(Short version: explore region-specific gene expression in two human brains at https://mikaelhuss.shinyapps.io/ExploreAllenBrainRNASeq/)
The Allen Institute for Brain Science has done a tremendous amount of work to digitalize and make available information on gene expression at a fine-grained level both in the mouse brain and the human brain. The Allen Brain Atlas contains a lot of useful information on the developing brain in mouse and human, the aging brain, etc. – both via GUIs and an API.
Among other things, the Allen institute has published gene expression data for healthy human brains divided by brain structure, assessed using both microarrays and RNA sequencing. In the RNA-seq case (which I have been looking at for reasons outlined below), two brains have been sectioned into 121 different parts, each representing one of many anatomical structures. This gives “region-specific” expression data which are quite useful for other researchers who want to compare their brain gene expression experiments to publicly available reference data. Note that each of the defined regions will still be a mix of cell types (various kinds of neuron, astrocytes, oligodendrocytes etc.), so we are still looking at a mix of cell types here, although resolved into brain regions. (Update 2016-07-22: The recently released R package ABAEnrichment seems very useful for a more programmatic approach than the one described here to accessing information about brain structure and cell type specific genes in Allen Brain Atlas data!)

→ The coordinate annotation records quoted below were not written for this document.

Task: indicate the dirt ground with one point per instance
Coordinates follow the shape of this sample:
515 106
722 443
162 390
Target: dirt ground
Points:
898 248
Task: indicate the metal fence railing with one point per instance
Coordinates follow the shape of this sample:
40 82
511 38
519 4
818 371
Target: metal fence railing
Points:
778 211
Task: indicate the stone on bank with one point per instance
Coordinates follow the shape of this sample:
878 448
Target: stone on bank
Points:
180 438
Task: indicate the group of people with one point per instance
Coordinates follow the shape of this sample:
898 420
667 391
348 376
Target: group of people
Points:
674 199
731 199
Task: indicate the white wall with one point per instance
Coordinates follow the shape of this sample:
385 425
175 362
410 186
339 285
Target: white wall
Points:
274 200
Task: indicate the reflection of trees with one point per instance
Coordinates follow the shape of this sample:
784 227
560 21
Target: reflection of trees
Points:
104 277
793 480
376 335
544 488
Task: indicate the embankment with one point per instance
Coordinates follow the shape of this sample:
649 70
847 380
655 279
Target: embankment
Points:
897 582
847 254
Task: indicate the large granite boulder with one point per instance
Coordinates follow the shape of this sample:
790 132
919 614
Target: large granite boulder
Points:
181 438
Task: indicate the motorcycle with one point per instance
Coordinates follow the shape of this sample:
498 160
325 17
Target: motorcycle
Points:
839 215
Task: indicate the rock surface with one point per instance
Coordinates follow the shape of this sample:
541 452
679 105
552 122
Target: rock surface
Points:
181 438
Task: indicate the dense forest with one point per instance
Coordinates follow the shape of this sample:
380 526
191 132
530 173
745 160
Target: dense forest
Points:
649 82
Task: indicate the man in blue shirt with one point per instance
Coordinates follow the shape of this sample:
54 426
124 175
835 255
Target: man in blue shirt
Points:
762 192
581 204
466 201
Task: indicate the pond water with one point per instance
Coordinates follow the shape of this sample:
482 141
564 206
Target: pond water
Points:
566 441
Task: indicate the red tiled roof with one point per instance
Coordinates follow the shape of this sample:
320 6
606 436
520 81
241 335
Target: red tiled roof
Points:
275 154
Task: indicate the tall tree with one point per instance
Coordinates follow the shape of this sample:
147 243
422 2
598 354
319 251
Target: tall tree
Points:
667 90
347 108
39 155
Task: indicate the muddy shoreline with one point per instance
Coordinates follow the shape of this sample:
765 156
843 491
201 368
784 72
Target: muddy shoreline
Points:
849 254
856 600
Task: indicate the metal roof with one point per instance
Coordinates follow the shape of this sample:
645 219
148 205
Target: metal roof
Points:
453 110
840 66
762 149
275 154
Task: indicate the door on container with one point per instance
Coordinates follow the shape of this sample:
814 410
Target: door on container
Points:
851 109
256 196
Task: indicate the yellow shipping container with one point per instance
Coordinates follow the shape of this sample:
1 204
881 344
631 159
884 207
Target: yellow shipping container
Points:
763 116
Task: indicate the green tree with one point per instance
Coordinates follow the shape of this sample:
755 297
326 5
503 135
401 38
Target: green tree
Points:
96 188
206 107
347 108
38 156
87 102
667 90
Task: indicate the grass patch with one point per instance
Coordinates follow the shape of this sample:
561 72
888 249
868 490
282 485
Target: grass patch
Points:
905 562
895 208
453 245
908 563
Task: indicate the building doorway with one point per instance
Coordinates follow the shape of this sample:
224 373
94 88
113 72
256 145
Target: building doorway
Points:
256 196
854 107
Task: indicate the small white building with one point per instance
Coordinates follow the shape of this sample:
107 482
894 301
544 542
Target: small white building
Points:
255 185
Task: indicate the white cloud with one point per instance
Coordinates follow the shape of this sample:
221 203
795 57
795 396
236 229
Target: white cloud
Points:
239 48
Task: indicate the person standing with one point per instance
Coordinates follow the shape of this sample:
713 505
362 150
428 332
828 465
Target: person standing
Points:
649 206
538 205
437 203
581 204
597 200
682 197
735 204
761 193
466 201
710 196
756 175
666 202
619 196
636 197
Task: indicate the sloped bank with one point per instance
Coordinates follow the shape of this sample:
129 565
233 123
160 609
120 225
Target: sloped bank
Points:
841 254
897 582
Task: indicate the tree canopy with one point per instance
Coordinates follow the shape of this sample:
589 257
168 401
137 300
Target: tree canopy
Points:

As I have been working on a few projects concerning gene expression in the brain in some specific disease states, there has been a need to compare our own data to “control brains” which are not (to our knowledge) affected by any disease. In one of the projects, it has also been of interest to compare gene expression profiles to expression patterns in specific brain regions. As these projects both used RNA sequencing as their method of quantifying gene (or transcript) expression, I decided to take a closer look at the Allen Institute brain RNA-seq data and eventually ended up writing a small interactive app which is currently hosted at https://mikaelhuss.shinyapps.io/ExploreAllenBrainRNASeq/ (as well as a back-up location available on request if that one doesn’t work.)
The primary functions of the app are the following:
(1) To show lists of the most significantly up-regulated genes in each brain structure (genes that are significantly more expressed in that structure than in others, on average). These lists are shown in the upper left corner, and a drop-down menu below the list marked “Main structure” is used to select the structure of interest. As there are data from two brains, the expression level is shown separately for these in units of TPM (transcripts per million). Apart from the columns showing the TPM for each sampled brain (A and B, respectively), there is a column showing the mean expression of the gene across all brain structures, and across both brains.
(2) To show box plots comparing the distribution of the TPM expression levels in the structure of interest (the one selected in the “Main structure” drop-down menu) with the TP distribution in other structures. This can be done on the level of one of the brains or both. You might wonder why there is a “distribution” of expression values in a structure. The reason is simply that there are many samples (biopsies) from the same structure.
So one simple usage scenario would be to select a structure in the drop-down menu, say “Striatum”, and press the “Show top genes” button. This would render a list of genes topped by PCP4, which has a mean TPM of >4,300 in brain A and >2,000 in brain B, but just ~500 on average in all regions. Now you could select PCP4, copy and paste it into the “gene” textbox and click “Show gene expression across regions.” This should render a (ggplot2) box plot partitioned by brain donor.
There is another slightly less useful functionality:
(3) The lower part of the screen is occupied by a principal component plot of all of the samples colored by brain structure (whereas the donor’s identity is indicated by the shape of the plotting character.) The reason I say it’s not so useful is that it’s currently hard-coded to show principal components 1 and 2, while I ponder where I should put drop-down menus or similar allowing selection of arbitrary components.
The PCA plot clearly shows that most of the brain structures are similar in their expression profiles, apart from the structures: cerebral cortex, globus pallidus and striatum, which form their own clusters that consist of samples from both donors. In other words, the gene expression profiles for these structures are distinct enough not to get overshadowed by batch or donor effects and other confounders.
I hope that someone will find this little app useful!